1. A detection method of detecting a target substance in a sample using a binding substance that binds to the target substance, comprising the following (A) and (B):

(A) bringing the binding substance into contact with the sample, and forming an aggregate by binding of the binding substance and the target substance in the sample; and

(B) detecting the aggregate, wherein

the binding substance is a binding substance to which modifying substances having a maximum diameter of about 50 nm or less bind.

2. The detection method according to claim 1, wherein the modifying substance includes at least one of biotin and a biotin derivative.

3. The detection method according to claim 2, wherein the modifying substance further includes at least one of avidin and an avidin derivative, and at least one of the avidin and the avidin derivative is bound to at least one of the biotin and the biotin derivative.

4. The detection method according to claim 3, wherein the avidin derivative is at least one selected from the group consisting of streptavidin, modified streptavidin, and deglycosylated avidin.

5. The detection method according to claim 1, wherein the modifying substance further includes a spacer, and at least one of the biotin and the biotin derivative is bound to the binding substance via the spacer.

6. The detection method according to claim 1, wherein the target substance is an antigen and the binding substance is an antibody, or the target substance is an antibody and the binding substance is an antigen.

7. The detection method according to claim 1, wherein in the (A), the binding substance to which the modifying substances bind is in a dry condition before being brought into contact with the sample.

8. The detection method according to claim 1, wherein the sample is an undiluted sample.

9. The detection method according to claim 1, wherein the sample is blood.

10. The detection method according to claim 1, wherein the target substance is C-reactive protein.

11. The detection method according to claim 1, wherein in the (B), the aggregate is detected by detection of at least one of scattered light and transmitted light.

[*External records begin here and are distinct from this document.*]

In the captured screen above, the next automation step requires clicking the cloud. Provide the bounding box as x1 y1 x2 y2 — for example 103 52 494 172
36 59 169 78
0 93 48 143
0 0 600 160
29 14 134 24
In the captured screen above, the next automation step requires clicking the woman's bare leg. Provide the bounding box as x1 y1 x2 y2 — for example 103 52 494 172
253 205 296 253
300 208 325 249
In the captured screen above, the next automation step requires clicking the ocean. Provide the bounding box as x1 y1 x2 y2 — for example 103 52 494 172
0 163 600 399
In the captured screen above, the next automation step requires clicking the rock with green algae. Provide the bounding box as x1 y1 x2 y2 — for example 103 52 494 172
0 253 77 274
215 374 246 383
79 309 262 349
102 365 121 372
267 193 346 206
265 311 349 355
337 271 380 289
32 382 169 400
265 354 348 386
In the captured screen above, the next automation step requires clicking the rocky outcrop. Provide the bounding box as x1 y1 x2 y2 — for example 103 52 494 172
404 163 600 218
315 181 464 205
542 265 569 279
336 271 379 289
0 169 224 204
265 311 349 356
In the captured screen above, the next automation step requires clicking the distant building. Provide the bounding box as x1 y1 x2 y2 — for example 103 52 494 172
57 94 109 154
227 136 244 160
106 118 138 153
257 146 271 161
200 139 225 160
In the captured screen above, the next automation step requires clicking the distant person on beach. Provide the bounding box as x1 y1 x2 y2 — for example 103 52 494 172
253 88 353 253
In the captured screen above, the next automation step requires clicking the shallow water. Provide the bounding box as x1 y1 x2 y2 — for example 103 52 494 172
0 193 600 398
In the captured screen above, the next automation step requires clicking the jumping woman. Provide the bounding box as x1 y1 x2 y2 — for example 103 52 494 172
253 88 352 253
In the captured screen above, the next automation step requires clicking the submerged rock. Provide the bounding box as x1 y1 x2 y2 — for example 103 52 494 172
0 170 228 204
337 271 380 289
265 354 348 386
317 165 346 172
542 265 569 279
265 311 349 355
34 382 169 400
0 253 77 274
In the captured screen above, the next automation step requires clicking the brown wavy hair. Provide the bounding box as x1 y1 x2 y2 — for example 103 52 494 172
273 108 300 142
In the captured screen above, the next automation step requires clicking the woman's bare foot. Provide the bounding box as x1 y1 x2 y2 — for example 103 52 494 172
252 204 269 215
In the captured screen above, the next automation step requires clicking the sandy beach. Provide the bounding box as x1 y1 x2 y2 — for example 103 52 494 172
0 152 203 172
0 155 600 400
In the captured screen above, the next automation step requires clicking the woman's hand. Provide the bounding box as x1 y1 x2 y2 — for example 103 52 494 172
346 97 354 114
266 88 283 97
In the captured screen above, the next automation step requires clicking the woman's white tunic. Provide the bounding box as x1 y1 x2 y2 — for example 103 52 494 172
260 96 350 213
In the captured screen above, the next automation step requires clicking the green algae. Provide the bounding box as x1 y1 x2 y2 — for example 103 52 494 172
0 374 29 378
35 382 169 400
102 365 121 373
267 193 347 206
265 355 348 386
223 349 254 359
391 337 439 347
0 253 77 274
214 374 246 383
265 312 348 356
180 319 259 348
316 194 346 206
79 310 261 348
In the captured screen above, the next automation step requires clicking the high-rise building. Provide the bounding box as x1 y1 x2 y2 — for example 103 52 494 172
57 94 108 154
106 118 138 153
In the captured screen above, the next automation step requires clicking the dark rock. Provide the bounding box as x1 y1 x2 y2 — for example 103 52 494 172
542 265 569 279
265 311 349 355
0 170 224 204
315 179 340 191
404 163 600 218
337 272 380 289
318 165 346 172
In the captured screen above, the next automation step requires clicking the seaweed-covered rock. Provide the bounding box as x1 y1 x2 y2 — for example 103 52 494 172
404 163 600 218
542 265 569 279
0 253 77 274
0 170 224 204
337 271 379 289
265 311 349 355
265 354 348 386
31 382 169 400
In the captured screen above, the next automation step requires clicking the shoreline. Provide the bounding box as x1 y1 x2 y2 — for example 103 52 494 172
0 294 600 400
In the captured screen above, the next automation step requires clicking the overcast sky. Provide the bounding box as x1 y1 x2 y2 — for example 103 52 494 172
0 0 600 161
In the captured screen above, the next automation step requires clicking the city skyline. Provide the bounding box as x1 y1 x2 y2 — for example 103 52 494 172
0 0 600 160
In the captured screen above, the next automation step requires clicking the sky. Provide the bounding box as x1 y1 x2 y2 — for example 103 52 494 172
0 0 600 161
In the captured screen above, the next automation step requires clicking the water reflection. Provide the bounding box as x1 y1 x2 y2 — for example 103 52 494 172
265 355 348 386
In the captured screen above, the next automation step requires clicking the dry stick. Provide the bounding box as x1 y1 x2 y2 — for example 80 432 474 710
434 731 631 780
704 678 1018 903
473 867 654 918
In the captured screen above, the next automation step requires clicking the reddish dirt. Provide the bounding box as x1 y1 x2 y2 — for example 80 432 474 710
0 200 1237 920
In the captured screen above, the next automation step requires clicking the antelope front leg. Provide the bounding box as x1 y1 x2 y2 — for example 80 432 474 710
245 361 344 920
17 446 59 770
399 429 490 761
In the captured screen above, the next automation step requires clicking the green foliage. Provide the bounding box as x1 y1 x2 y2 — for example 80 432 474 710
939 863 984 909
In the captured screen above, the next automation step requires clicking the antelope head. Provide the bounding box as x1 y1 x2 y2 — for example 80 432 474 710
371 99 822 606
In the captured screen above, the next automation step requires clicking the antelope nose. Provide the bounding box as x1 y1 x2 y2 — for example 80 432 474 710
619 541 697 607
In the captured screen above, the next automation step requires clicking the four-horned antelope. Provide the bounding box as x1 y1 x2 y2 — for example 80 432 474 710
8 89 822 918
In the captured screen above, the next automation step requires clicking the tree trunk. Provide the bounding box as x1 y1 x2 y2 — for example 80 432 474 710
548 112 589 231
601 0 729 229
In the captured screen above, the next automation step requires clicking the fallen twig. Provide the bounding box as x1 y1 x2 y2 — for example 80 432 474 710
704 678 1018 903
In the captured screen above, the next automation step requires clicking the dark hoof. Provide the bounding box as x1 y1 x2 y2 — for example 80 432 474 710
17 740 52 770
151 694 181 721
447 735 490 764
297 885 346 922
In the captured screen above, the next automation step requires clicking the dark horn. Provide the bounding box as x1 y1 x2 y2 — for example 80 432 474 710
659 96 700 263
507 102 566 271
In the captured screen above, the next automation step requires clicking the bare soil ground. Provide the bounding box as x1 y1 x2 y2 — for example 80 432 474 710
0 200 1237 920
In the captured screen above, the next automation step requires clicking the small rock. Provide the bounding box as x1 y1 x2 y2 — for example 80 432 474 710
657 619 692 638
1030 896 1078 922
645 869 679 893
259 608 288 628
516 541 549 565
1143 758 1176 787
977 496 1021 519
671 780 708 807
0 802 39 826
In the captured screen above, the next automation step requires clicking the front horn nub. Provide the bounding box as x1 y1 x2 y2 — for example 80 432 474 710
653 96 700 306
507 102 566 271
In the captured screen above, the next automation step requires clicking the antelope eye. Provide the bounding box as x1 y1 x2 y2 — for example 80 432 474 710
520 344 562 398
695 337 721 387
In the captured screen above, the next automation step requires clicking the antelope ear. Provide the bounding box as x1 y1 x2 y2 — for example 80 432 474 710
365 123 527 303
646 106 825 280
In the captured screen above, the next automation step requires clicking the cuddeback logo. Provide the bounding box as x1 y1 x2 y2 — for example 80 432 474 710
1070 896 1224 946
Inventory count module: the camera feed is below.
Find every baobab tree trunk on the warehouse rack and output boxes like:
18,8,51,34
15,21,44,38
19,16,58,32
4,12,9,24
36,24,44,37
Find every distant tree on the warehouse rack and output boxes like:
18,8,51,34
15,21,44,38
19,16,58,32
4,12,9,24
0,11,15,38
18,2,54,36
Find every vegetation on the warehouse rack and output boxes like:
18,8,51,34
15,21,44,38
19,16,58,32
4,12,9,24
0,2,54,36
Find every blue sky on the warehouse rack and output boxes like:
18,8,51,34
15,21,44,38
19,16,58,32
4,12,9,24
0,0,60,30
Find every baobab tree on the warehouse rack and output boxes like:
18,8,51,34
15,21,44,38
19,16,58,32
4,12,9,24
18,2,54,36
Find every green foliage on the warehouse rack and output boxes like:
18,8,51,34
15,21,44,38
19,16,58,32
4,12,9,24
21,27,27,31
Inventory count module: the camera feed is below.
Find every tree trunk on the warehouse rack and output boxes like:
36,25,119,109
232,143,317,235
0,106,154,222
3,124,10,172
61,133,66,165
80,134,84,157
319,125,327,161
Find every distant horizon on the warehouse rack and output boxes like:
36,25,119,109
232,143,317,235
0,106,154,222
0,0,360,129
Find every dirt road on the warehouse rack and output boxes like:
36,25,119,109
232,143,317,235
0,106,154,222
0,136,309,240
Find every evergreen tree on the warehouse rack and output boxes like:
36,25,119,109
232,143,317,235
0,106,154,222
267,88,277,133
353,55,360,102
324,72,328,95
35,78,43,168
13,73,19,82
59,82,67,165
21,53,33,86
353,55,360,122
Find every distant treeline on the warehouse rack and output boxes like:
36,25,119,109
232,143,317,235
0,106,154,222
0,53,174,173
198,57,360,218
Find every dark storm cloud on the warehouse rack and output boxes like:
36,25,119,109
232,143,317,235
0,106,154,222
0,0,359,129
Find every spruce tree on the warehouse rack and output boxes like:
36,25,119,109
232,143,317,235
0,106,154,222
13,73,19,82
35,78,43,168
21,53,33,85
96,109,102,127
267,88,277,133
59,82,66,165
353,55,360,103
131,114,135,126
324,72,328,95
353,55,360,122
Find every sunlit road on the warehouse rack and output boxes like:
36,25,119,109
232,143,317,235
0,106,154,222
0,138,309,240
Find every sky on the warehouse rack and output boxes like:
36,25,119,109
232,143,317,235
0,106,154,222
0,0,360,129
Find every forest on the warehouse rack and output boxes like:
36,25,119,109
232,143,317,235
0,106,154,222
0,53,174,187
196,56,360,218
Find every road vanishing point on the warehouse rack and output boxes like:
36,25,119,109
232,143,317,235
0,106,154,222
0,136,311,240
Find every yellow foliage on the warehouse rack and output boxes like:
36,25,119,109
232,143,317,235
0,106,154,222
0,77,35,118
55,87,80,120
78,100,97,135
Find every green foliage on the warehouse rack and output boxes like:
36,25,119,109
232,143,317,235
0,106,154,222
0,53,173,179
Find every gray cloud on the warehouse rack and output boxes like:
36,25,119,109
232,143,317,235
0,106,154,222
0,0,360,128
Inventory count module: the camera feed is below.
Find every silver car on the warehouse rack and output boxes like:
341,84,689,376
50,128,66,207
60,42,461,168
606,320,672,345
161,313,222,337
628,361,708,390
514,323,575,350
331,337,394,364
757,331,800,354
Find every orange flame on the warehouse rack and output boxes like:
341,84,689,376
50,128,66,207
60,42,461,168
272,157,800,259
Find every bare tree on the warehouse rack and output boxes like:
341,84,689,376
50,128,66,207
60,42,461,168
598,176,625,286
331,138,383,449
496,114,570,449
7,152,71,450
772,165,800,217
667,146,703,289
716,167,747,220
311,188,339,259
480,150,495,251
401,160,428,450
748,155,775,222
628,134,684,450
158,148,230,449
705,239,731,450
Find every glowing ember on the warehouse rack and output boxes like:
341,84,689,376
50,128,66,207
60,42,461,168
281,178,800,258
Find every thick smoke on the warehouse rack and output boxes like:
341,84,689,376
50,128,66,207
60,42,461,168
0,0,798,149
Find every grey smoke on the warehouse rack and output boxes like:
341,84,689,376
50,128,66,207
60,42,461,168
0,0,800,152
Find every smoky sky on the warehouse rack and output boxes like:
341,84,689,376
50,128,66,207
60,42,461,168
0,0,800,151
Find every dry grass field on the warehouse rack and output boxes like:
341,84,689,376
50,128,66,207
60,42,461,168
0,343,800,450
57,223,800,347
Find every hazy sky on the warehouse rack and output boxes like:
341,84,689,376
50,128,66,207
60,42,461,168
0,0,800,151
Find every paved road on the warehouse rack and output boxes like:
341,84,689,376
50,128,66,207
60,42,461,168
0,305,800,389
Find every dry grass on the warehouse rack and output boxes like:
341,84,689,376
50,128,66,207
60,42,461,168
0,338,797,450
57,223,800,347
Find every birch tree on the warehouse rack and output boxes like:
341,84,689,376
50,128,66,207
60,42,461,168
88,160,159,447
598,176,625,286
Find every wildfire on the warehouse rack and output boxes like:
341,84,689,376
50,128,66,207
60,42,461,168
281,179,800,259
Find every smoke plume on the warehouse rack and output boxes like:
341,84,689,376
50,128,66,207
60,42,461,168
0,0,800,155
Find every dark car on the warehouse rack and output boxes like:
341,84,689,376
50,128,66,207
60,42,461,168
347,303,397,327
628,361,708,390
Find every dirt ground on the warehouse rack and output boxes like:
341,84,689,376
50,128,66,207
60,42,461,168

12. A detection reagent used for a detection method of a target substance according to claim 1, comprising:

a binding substance that binds to the target substance, wherein

the binding substance is a binding substance to which modifying substances having the maximum diameter of about 50 nm or less bind.

13. The detection reagent according to claim 12, wherein the modifying substance includes at least one of biotin and a biotin derivative.

14. The detection reagent according to claim 13, wherein the modifying substance further includes at least one of avidin and an avidin derivative, and at least one of the avidin and the avidin derivative binds to at least one of the biotin and the biotin derivative.

15. The detection reagent according to claim 12, wherein the target substance is an antigen and the binding substance is an antibody, or the target substance is an antibody and the binding substance is an antigen.

16. A detection tool used for a detection method of a target substance according to claim 1, comprising:

a main body and a detection reagent comprising:

a binding substance that binds to the target substance, wherein the binding substance is a binding substance to which modifying substances having the maximum diameter of about 50 nm or less bind,

wherein the detection reagent is placed in the main body.

17. The detection tool according to claim 16, wherein the detection tool is a detection tool for detecting at least one of scattered light and transmitted light, and a cell length is about 10 to 1000 μm.

18. The detection tool according to claim 16, wherein the detection tool is a micro TAS.